Correlation Between STORE ELECTRONIC and SINGAPORE AIRLINES
Can any of the company-specific risk be diversified away by investing in both STORE ELECTRONIC and SINGAPORE AIRLINES at the same time? Although using a correlation coefficient on its own may not help to predict future stock returns, this module helps to understand the diversifiable risk of combining STORE ELECTRONIC and SINGAPORE AIRLINES into the same portfolio, which is an essential part of the fundamental portfolio management process.

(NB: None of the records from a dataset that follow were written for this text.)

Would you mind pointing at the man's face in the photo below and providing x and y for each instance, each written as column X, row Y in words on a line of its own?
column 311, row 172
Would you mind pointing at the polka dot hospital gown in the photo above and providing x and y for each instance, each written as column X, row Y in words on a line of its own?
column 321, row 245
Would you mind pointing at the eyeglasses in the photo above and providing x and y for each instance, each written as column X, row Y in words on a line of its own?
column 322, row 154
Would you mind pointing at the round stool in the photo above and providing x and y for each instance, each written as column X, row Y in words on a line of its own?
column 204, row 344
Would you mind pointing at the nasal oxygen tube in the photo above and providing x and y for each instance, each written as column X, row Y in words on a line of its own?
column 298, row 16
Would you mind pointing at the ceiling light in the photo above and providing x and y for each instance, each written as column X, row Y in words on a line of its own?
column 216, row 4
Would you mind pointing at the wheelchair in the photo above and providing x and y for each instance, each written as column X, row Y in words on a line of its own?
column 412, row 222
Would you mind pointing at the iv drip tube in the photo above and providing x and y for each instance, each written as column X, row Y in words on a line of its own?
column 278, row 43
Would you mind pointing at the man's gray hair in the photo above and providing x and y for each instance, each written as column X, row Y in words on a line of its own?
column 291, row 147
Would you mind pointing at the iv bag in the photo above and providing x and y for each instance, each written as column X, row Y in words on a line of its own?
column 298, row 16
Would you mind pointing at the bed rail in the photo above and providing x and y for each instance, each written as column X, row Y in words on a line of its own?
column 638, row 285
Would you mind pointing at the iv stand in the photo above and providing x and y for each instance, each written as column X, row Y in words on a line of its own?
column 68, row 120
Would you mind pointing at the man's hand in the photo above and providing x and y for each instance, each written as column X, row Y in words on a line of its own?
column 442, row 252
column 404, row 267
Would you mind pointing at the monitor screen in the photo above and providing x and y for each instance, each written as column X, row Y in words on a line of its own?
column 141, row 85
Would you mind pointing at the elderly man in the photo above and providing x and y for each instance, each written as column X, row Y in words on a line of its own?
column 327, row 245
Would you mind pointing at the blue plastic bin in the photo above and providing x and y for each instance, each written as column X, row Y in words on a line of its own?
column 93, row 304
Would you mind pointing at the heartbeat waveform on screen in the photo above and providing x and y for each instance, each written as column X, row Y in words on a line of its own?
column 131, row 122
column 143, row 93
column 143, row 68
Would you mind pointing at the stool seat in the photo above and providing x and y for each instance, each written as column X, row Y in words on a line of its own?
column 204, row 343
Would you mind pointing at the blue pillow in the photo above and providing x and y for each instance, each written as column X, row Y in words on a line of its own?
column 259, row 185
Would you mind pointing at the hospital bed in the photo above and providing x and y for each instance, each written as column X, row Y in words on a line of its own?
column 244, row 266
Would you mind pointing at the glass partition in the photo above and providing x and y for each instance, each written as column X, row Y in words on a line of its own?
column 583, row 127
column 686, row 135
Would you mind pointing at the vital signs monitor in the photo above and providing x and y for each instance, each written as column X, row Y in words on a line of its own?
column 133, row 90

By analyzing existing cross correlation between STORE ELECTRONIC and SINGAPORE AIRLINES, you can compare the effects of market volatilities on STORE ELECTRONIC and SINGAPORE AIRLINES and check how they will diversify away market risk if combined in the same portfolio for a given time horizon. You can also utilize pair trading strategies of matching a long position in STORE ELECTRONIC with a short position of SINGAPORE AIRLINES. Check out your portfolio center. Please also check ongoing floating volatility patterns of STORE ELECTRONIC and SINGAPORE AIRLINES.

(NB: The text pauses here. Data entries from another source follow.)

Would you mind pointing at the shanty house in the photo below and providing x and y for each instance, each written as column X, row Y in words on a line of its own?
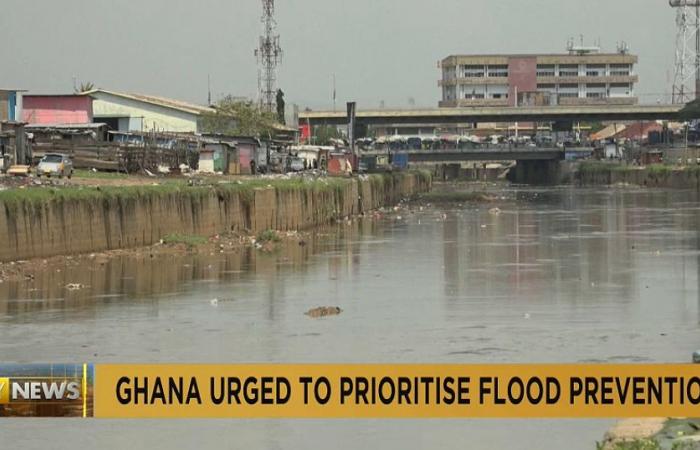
column 10, row 105
column 57, row 109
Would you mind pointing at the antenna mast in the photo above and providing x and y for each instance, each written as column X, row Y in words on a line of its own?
column 687, row 62
column 269, row 55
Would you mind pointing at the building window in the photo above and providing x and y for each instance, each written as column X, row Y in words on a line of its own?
column 568, row 70
column 595, row 70
column 497, row 71
column 474, row 71
column 545, row 70
column 623, row 70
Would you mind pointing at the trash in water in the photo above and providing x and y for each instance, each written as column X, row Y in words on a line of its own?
column 324, row 312
column 75, row 286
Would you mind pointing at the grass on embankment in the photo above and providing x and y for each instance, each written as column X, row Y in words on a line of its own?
column 658, row 170
column 190, row 241
column 91, row 175
column 36, row 196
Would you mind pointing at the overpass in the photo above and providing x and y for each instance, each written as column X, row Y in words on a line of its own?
column 445, row 116
column 484, row 154
column 534, row 165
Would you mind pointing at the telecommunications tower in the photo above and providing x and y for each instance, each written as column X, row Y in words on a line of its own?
column 269, row 55
column 687, row 63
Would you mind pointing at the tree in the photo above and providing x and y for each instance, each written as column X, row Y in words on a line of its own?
column 238, row 118
column 85, row 87
column 280, row 106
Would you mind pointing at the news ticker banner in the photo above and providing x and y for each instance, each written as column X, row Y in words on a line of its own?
column 349, row 391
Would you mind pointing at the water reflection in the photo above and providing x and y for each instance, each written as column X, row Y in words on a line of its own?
column 560, row 275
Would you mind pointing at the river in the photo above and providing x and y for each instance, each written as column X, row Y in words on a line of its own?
column 559, row 275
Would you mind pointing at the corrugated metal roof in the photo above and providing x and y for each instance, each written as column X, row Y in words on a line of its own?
column 158, row 101
column 64, row 126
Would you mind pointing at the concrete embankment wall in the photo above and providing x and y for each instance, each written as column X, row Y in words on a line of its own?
column 653, row 176
column 94, row 220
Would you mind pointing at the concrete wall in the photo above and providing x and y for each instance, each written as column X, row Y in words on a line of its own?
column 522, row 76
column 108, row 222
column 650, row 177
column 150, row 116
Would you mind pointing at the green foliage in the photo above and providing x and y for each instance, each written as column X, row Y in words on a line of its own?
column 85, row 87
column 637, row 444
column 685, row 445
column 238, row 118
column 268, row 236
column 190, row 241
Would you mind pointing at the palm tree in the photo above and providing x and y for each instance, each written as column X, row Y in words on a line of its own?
column 85, row 87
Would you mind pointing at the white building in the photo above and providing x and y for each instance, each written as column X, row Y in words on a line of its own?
column 135, row 112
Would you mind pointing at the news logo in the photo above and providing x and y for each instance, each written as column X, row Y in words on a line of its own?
column 51, row 390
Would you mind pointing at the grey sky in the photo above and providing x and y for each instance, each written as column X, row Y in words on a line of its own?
column 378, row 49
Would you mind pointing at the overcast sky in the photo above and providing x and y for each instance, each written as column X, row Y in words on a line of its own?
column 379, row 49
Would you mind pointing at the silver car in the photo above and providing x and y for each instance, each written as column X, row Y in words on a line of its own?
column 55, row 164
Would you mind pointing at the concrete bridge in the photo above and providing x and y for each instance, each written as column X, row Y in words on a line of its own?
column 533, row 165
column 446, row 116
column 486, row 154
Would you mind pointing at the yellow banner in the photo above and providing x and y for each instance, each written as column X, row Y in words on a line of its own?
column 396, row 391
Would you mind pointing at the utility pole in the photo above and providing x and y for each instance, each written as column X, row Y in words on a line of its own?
column 334, row 94
column 269, row 55
column 687, row 59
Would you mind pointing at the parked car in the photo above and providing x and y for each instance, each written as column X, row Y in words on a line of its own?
column 295, row 164
column 55, row 164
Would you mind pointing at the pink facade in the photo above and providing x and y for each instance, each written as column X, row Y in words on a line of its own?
column 522, row 76
column 57, row 109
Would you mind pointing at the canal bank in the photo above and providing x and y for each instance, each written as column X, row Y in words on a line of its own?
column 44, row 222
column 596, row 173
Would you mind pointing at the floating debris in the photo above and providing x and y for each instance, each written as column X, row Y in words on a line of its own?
column 75, row 286
column 326, row 311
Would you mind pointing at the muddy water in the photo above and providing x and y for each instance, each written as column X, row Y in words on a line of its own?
column 560, row 275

Diversification Opportunities for STORE ELECTRONIC and SINGAPORE AIRLINES
0.55 | Correlation Coefficient |
Very weak diversification
The 3 months correlation between STORE and SINGAPORE is 0.55. Overlapping area represents the amount of risk that can be diversified away by holding STORE ELECTRONIC and SINGAPORE AIRLINES in the same portfolio, assuming nothing else is changed. The correlation between historical prices or returns on SINGAPORE AIRLINES and STORE ELECTRONIC is a relative statistical measure of the degree to which these equity instruments tend to move together. The correlation coefficient measures the extent to which returns on STORE ELECTRONIC are associated (or correlated) with SINGAPORE AIRLINES. Values of the correlation coefficient range from -1 to +1, where. The correlation of zero (0) is possible when the price movement of SINGAPORE AIRLINES has no effect on the direction of STORE ELECTRONIC i.e., STORE ELECTRONIC and SINGAPORE AIRLINES go up and down completely randomly.

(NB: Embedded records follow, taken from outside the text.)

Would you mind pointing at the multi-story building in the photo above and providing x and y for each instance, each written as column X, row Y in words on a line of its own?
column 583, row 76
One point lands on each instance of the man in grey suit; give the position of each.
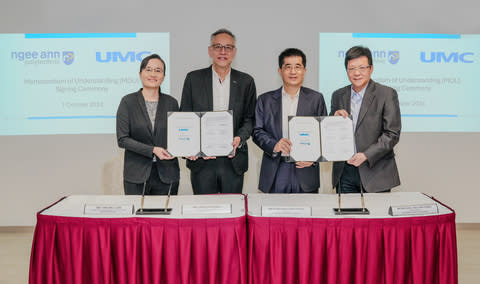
(215, 88)
(377, 124)
(270, 133)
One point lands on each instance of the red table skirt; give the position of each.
(416, 250)
(138, 250)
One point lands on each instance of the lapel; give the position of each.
(160, 112)
(208, 87)
(303, 104)
(234, 89)
(143, 110)
(277, 112)
(346, 99)
(367, 101)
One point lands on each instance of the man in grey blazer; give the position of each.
(377, 124)
(220, 87)
(270, 133)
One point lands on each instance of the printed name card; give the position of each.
(286, 211)
(200, 209)
(106, 209)
(409, 210)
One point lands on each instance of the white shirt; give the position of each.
(221, 91)
(355, 104)
(289, 108)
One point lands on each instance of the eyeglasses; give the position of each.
(218, 47)
(361, 69)
(155, 70)
(292, 67)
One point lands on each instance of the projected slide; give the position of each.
(436, 75)
(71, 83)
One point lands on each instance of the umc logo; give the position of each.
(118, 56)
(452, 57)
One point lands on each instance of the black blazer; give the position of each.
(135, 134)
(197, 95)
(268, 131)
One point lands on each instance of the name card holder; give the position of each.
(412, 210)
(286, 211)
(201, 209)
(108, 209)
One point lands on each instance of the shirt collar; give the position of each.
(285, 94)
(362, 92)
(217, 78)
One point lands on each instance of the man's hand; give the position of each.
(357, 159)
(235, 144)
(341, 112)
(162, 154)
(301, 165)
(283, 145)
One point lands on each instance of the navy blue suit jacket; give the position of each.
(268, 131)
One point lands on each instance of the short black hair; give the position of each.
(356, 52)
(222, 31)
(144, 63)
(291, 52)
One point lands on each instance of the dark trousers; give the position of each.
(153, 186)
(216, 176)
(350, 180)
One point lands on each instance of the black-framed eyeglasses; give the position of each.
(361, 69)
(218, 47)
(155, 70)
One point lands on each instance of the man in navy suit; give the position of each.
(270, 132)
(215, 88)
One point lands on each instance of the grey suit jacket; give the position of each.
(377, 132)
(197, 95)
(135, 134)
(268, 131)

Pair Corralation between STORE ELECTRONIC and SINGAPORE AIRLINES
Assuming the 90 days trading horizon STORE ELECTRONIC is expected to generate 2.36 times more return on investment than SINGAPORE AIRLINES. However, STORE ELECTRONIC is 2.36 times more volatile than SINGAPORE AIRLINES. It trades about 0.05 of its potential returns per unit of risk. SINGAPORE AIRLINES is currently generating about 0.05 per unit of risk. If you would invest 10,496 in STORE ELECTRONIC on September 1, 2024 and sell it today you would earn a total of 3,524 from holding STORE ELECTRONIC or generate 33.57% return on investment over 90 days.
Time Period | 3 Months [change] |
Direction | Moves Together |
Strength | Weak |
Accuracy | 100.0% |
Values | Daily Returns |
STORE ELECTRONIC vs. SINGAPORE AIRLINES
Performance |
Timeline |
STORE ELECTRONIC |
SINGAPORE AIRLINES |
STORE ELECTRONIC and SINGAPORE AIRLINES Volatility Contrast
Predicted Return Density |
Returns |
Pair Trading with STORE ELECTRONIC and SINGAPORE AIRLINES
The main advantage of trading using opposite STORE ELECTRONIC and SINGAPORE AIRLINES positions is that it hedges away some unsystematic risk. Because of two separate transactions, even if STORE ELECTRONIC position performs unexpectedly, SINGAPORE AIRLINES can make up some of the losses. Pair trading also minimizes risk from directional movements in the market. For example, if an entire industry or sector drops because of unexpected headlines, the short position in SINGAPORE AIRLINES will offset losses from the drop in SINGAPORE AIRLINES's long position.STORE ELECTRONIC vs. CHIBA BANK | STORE ELECTRONIC vs. WESTLAKE CHEMICAL | STORE ELECTRONIC vs. Heartland Financial USA | STORE ELECTRONIC vs. Mitsui Chemicals |
SINGAPORE AIRLINES vs. MAGNUM MINING EXP | SINGAPORE AIRLINES vs. FIREWEED METALS P | SINGAPORE AIRLINES vs. Alfa Financial Software | SINGAPORE AIRLINES vs. Coeur Mining |
Check out your portfolio center.Note that this page's information should be used as a complementary analysis to find the right mix of equity instruments to add to your existing portfolios or create a brand new portfolio. You can also try the Portfolio Comparator module to compare the composition, asset allocations and performance of any two portfolios in your account.